I am doing multi-label classification and the evaluation is done by precision_recall_fscore_support
with average = 'samples'
:
predict = array(([1,1,0,0], [1,0,0,1], [1,1,1,1]))
expect = array(([1,1,1,1], [1,1,1,0], [1,0,0,0]))
smp_report = precision_recall_fscore_support(expect, predict, average = 'samples')
f_report = f1_score(expect, predict, average = 'samples')
There are three instances in this examples and the binary value stand for the existence of corresponding four classes.
then smp_report
and f_report
give me (0.58333333333333337, 0.61111111111111105, 0.48888888888888893, None)
and 0.488888888889
respectively.
The f-score is not equal to the result of 2*smp_report[0]*smp_report[1]/(smp_report[0]+smp_report[1])
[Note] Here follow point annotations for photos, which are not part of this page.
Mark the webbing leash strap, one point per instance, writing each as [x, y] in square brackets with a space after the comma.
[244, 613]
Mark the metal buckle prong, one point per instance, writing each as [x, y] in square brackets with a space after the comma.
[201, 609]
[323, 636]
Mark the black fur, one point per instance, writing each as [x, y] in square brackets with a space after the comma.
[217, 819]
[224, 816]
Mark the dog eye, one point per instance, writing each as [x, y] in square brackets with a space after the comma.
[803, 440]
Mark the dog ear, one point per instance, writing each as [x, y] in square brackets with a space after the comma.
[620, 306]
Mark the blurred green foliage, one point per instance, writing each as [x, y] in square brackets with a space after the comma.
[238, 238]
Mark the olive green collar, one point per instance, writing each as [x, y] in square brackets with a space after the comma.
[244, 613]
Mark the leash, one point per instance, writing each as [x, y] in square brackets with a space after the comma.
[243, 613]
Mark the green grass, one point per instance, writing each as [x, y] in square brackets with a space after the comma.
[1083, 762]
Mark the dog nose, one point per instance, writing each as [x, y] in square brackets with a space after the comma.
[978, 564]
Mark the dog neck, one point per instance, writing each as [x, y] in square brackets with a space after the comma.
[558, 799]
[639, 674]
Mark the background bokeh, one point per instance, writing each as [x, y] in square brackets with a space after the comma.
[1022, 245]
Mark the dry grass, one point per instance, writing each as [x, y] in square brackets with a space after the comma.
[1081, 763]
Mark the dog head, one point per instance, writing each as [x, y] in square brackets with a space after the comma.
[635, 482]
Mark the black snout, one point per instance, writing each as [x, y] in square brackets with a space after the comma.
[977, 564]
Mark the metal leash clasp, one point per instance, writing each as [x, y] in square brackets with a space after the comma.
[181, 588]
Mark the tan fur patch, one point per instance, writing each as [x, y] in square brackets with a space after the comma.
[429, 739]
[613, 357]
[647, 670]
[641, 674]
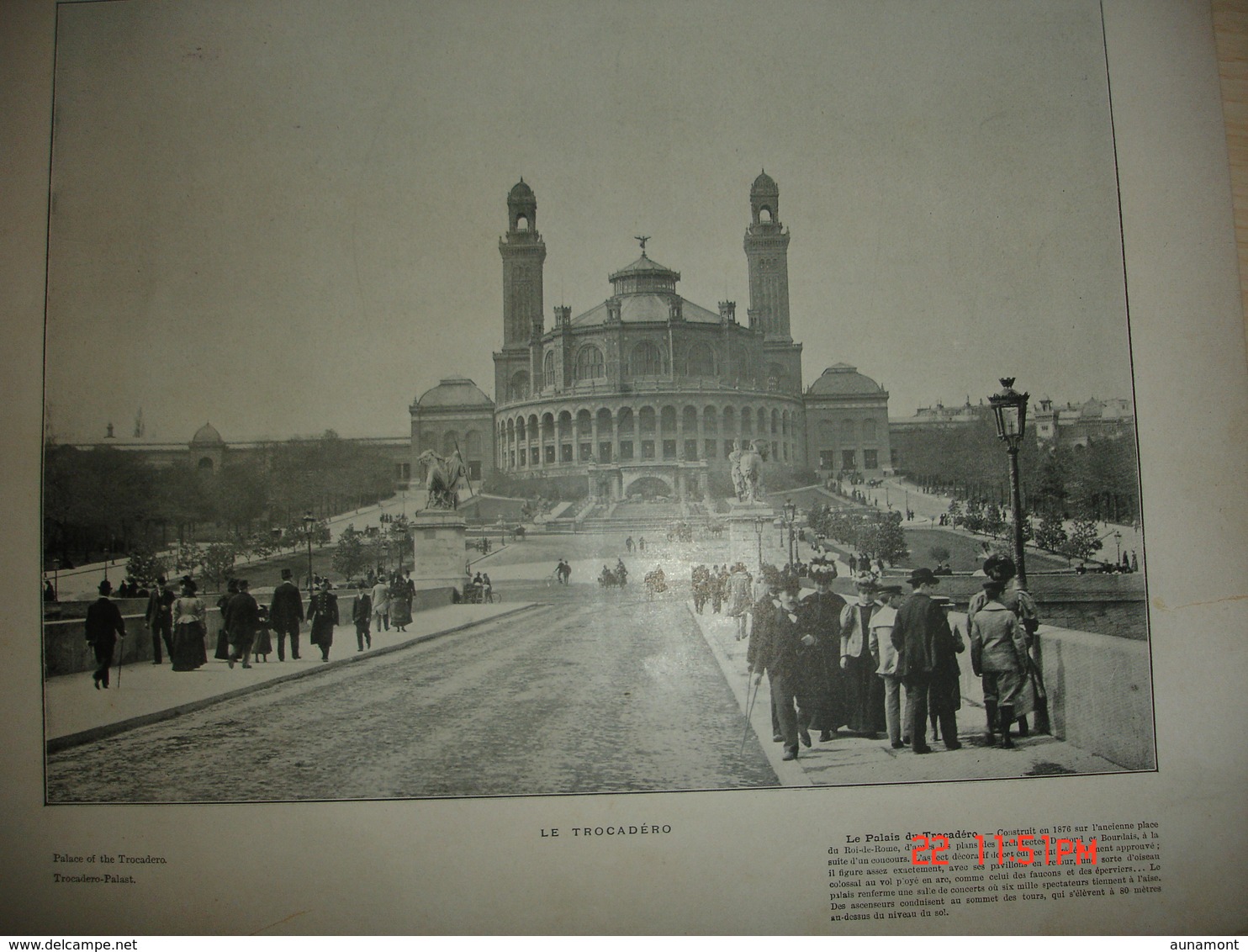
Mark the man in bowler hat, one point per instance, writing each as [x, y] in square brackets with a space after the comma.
[286, 616]
[917, 632]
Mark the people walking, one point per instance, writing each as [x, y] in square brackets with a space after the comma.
[864, 690]
[286, 616]
[324, 616]
[917, 632]
[890, 598]
[160, 619]
[190, 629]
[361, 614]
[379, 596]
[222, 653]
[244, 616]
[774, 649]
[998, 657]
[103, 628]
[740, 590]
[820, 616]
[401, 604]
[1031, 695]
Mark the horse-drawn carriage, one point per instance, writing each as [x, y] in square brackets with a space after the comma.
[613, 578]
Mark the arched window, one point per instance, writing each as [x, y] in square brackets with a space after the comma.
[699, 361]
[668, 420]
[711, 420]
[648, 360]
[590, 363]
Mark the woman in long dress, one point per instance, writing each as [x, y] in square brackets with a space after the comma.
[222, 653]
[324, 616]
[401, 603]
[190, 628]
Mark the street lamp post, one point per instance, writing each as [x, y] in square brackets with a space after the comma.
[791, 516]
[1010, 410]
[309, 521]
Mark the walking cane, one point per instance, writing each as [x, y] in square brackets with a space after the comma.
[749, 710]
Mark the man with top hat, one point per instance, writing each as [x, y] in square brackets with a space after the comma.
[889, 598]
[160, 619]
[863, 689]
[819, 616]
[917, 632]
[244, 616]
[775, 643]
[103, 627]
[286, 616]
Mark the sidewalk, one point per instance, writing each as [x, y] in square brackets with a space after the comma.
[848, 759]
[145, 693]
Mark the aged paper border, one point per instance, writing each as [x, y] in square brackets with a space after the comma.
[739, 861]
which is the harmonic mean of precision and recall.
Could anyone tell me how does Sklearn implement this one? The version I am using is 0.15.0.
Scikit-learn first calculates the precision, recall, and harmonic F-measure for each item in your set of lists ( [1,1,0,0], [1,0,0,1], [1,1,1,1]
). It then calculates the mean of those precision values, the mean of those recall values, and the mean of those f-measures, and returns those mean values. These are the P, R, and F values you report above.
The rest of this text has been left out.